5.5 Допускается применение других средств измерений, посуды, вспомогательного оборудования, не уступающих вышеуказанным по метрологическим и техническим характеристикам и обеспечивающих необходимую точность измерения, а также реактивов, питательных сред и материалов по качеству не хуже вышеуказанных.

6 Подготовка к проведению анализа

6.1 Подготовка лабораторных помещений

6.1.1 Помещения лабораторий, в которых проводят ветеринарно-санитарный анализ, содержат в чистоте, регулярно проводя их гигиеническую уборку и обработку с применением дезинфицирующих средств.

Дезинфекцию воздуха проводят проветриванием, продолжительностью не менее 30-60 мин.
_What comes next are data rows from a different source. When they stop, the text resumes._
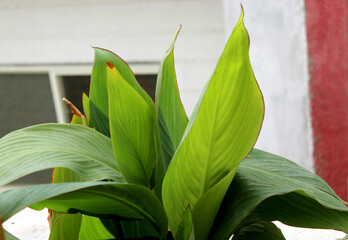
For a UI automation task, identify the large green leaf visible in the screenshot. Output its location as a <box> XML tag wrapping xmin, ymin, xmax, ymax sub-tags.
<box><xmin>78</xmin><ymin>216</ymin><xmax>115</xmax><ymax>240</ymax></box>
<box><xmin>155</xmin><ymin>26</ymin><xmax>188</xmax><ymax>171</ymax></box>
<box><xmin>231</xmin><ymin>221</ymin><xmax>285</xmax><ymax>240</ymax></box>
<box><xmin>49</xmin><ymin>214</ymin><xmax>82</xmax><ymax>240</ymax></box>
<box><xmin>162</xmin><ymin>8</ymin><xmax>264</xmax><ymax>239</ymax></box>
<box><xmin>107</xmin><ymin>63</ymin><xmax>156</xmax><ymax>187</ymax></box>
<box><xmin>89</xmin><ymin>47</ymin><xmax>154</xmax><ymax>137</ymax></box>
<box><xmin>210</xmin><ymin>149</ymin><xmax>348</xmax><ymax>239</ymax></box>
<box><xmin>48</xmin><ymin>109</ymin><xmax>86</xmax><ymax>235</ymax></box>
<box><xmin>0</xmin><ymin>124</ymin><xmax>123</xmax><ymax>186</ymax></box>
<box><xmin>119</xmin><ymin>220</ymin><xmax>162</xmax><ymax>239</ymax></box>
<box><xmin>175</xmin><ymin>206</ymin><xmax>194</xmax><ymax>240</ymax></box>
<box><xmin>50</xmin><ymin>168</ymin><xmax>83</xmax><ymax>234</ymax></box>
<box><xmin>0</xmin><ymin>182</ymin><xmax>168</xmax><ymax>239</ymax></box>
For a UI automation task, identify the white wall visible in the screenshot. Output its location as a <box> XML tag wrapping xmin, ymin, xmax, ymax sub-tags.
<box><xmin>0</xmin><ymin>0</ymin><xmax>312</xmax><ymax>169</ymax></box>
<box><xmin>223</xmin><ymin>0</ymin><xmax>312</xmax><ymax>169</ymax></box>
<box><xmin>0</xmin><ymin>0</ymin><xmax>225</xmax><ymax>117</ymax></box>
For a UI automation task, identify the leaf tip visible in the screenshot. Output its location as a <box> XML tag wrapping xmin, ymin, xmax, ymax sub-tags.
<box><xmin>239</xmin><ymin>4</ymin><xmax>245</xmax><ymax>22</ymax></box>
<box><xmin>106</xmin><ymin>61</ymin><xmax>115</xmax><ymax>70</ymax></box>
<box><xmin>63</xmin><ymin>98</ymin><xmax>83</xmax><ymax>117</ymax></box>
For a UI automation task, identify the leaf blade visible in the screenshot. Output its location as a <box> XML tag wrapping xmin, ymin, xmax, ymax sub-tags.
<box><xmin>78</xmin><ymin>216</ymin><xmax>115</xmax><ymax>240</ymax></box>
<box><xmin>162</xmin><ymin>8</ymin><xmax>264</xmax><ymax>238</ymax></box>
<box><xmin>210</xmin><ymin>149</ymin><xmax>348</xmax><ymax>239</ymax></box>
<box><xmin>89</xmin><ymin>47</ymin><xmax>154</xmax><ymax>137</ymax></box>
<box><xmin>107</xmin><ymin>63</ymin><xmax>156</xmax><ymax>186</ymax></box>
<box><xmin>0</xmin><ymin>182</ymin><xmax>168</xmax><ymax>239</ymax></box>
<box><xmin>49</xmin><ymin>214</ymin><xmax>82</xmax><ymax>240</ymax></box>
<box><xmin>0</xmin><ymin>123</ymin><xmax>123</xmax><ymax>186</ymax></box>
<box><xmin>231</xmin><ymin>221</ymin><xmax>286</xmax><ymax>240</ymax></box>
<box><xmin>155</xmin><ymin>26</ymin><xmax>188</xmax><ymax>171</ymax></box>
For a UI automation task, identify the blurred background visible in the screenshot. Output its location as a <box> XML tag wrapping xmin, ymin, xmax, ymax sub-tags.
<box><xmin>0</xmin><ymin>0</ymin><xmax>347</xmax><ymax>201</ymax></box>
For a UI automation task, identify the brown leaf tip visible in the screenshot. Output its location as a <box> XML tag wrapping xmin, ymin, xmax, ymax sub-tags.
<box><xmin>106</xmin><ymin>61</ymin><xmax>115</xmax><ymax>69</ymax></box>
<box><xmin>63</xmin><ymin>97</ymin><xmax>82</xmax><ymax>117</ymax></box>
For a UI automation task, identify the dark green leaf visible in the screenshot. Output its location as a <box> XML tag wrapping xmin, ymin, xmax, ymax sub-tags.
<box><xmin>176</xmin><ymin>206</ymin><xmax>194</xmax><ymax>240</ymax></box>
<box><xmin>0</xmin><ymin>182</ymin><xmax>167</xmax><ymax>239</ymax></box>
<box><xmin>210</xmin><ymin>149</ymin><xmax>348</xmax><ymax>239</ymax></box>
<box><xmin>232</xmin><ymin>221</ymin><xmax>285</xmax><ymax>240</ymax></box>
<box><xmin>120</xmin><ymin>220</ymin><xmax>161</xmax><ymax>239</ymax></box>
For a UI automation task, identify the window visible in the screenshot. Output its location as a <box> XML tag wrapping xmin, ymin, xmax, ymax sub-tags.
<box><xmin>0</xmin><ymin>64</ymin><xmax>158</xmax><ymax>185</ymax></box>
<box><xmin>0</xmin><ymin>73</ymin><xmax>57</xmax><ymax>184</ymax></box>
<box><xmin>61</xmin><ymin>74</ymin><xmax>157</xmax><ymax>121</ymax></box>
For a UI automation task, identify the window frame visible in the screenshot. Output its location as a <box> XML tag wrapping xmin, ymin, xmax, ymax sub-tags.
<box><xmin>0</xmin><ymin>63</ymin><xmax>158</xmax><ymax>123</ymax></box>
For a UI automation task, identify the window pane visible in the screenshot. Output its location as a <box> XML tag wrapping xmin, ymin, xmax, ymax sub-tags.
<box><xmin>62</xmin><ymin>74</ymin><xmax>157</xmax><ymax>121</ymax></box>
<box><xmin>62</xmin><ymin>75</ymin><xmax>90</xmax><ymax>121</ymax></box>
<box><xmin>0</xmin><ymin>74</ymin><xmax>56</xmax><ymax>184</ymax></box>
Перед проведением анализа и после гигиенической уборки включают бактерицидную лампу на 60 мин.

6.1.2 Пол, стены и мебель периодически обрабатывают пылесосом и протирают растворами дезинфицирующих веществ (см. приложение А).

6.1.3 Рабочий стол до начала и после анализа дезинфицируют раствором хлорамина, а также 70%-ным (по объему) этиловым или изопропиловым спиртом. Раствором спирта также дезинфицируют руки.
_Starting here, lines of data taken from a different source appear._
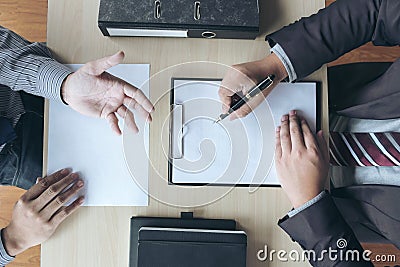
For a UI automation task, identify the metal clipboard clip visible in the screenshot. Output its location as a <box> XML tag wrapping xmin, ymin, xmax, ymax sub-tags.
<box><xmin>169</xmin><ymin>104</ymin><xmax>184</xmax><ymax>159</ymax></box>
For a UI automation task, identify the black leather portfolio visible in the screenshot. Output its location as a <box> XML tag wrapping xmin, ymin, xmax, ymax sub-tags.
<box><xmin>129</xmin><ymin>212</ymin><xmax>247</xmax><ymax>267</ymax></box>
<box><xmin>98</xmin><ymin>0</ymin><xmax>259</xmax><ymax>39</ymax></box>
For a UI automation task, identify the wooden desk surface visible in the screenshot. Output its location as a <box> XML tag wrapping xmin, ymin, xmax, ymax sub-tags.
<box><xmin>42</xmin><ymin>0</ymin><xmax>327</xmax><ymax>266</ymax></box>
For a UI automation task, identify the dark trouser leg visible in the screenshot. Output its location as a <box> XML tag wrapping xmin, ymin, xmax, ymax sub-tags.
<box><xmin>0</xmin><ymin>92</ymin><xmax>44</xmax><ymax>190</ymax></box>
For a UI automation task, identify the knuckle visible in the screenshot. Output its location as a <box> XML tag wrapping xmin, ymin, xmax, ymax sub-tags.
<box><xmin>295</xmin><ymin>150</ymin><xmax>303</xmax><ymax>158</ymax></box>
<box><xmin>47</xmin><ymin>185</ymin><xmax>58</xmax><ymax>196</ymax></box>
<box><xmin>309</xmin><ymin>147</ymin><xmax>320</xmax><ymax>157</ymax></box>
<box><xmin>59</xmin><ymin>209</ymin><xmax>69</xmax><ymax>219</ymax></box>
<box><xmin>281</xmin><ymin>120</ymin><xmax>289</xmax><ymax>126</ymax></box>
<box><xmin>26</xmin><ymin>207</ymin><xmax>36</xmax><ymax>217</ymax></box>
<box><xmin>290</xmin><ymin>127</ymin><xmax>299</xmax><ymax>134</ymax></box>
<box><xmin>35</xmin><ymin>215</ymin><xmax>47</xmax><ymax>224</ymax></box>
<box><xmin>55</xmin><ymin>196</ymin><xmax>66</xmax><ymax>206</ymax></box>
<box><xmin>16</xmin><ymin>198</ymin><xmax>27</xmax><ymax>209</ymax></box>
<box><xmin>19</xmin><ymin>194</ymin><xmax>28</xmax><ymax>203</ymax></box>
<box><xmin>281</xmin><ymin>133</ymin><xmax>290</xmax><ymax>139</ymax></box>
<box><xmin>218</xmin><ymin>89</ymin><xmax>227</xmax><ymax>96</ymax></box>
<box><xmin>277</xmin><ymin>158</ymin><xmax>289</xmax><ymax>168</ymax></box>
<box><xmin>39</xmin><ymin>178</ymin><xmax>49</xmax><ymax>188</ymax></box>
<box><xmin>236</xmin><ymin>111</ymin><xmax>245</xmax><ymax>118</ymax></box>
<box><xmin>43</xmin><ymin>222</ymin><xmax>54</xmax><ymax>231</ymax></box>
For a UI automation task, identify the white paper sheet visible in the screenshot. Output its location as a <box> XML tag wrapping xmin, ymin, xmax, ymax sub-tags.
<box><xmin>47</xmin><ymin>64</ymin><xmax>150</xmax><ymax>206</ymax></box>
<box><xmin>170</xmin><ymin>79</ymin><xmax>316</xmax><ymax>185</ymax></box>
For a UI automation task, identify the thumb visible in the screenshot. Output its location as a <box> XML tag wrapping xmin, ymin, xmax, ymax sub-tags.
<box><xmin>81</xmin><ymin>51</ymin><xmax>125</xmax><ymax>76</ymax></box>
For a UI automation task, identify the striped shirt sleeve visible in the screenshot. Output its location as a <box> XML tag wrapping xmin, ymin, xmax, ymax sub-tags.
<box><xmin>0</xmin><ymin>229</ymin><xmax>15</xmax><ymax>266</ymax></box>
<box><xmin>0</xmin><ymin>26</ymin><xmax>71</xmax><ymax>101</ymax></box>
6.2 Стерилизация посуды, инструментов, материалов и питательных сред

6.2.1 Посуда, инструменты и материалы, используемые при ветеринарно-санитарном анализе, должны быть стерильными.

6.2.2 Стеклянную посуду обеззараживают стерилизацией сухим жаром в сушильных шкафах при температуре 165°С-170°С в течение двух часов. Следует учитывать, что повышение температуры более 170°С вызывает разрушение ватных пробок и бумаги.

6.2.3 Посуду перед стерилизацией тщательно моют водопроводной водой, новую посуду предварительно кипятят в течение 15 мин в мыльной воде. При сильном загрязнении посуду кипятят еще в течение 10-15 мин в 10%-ном растворе соляной кислоты и снова ополаскивают водопроводной водой.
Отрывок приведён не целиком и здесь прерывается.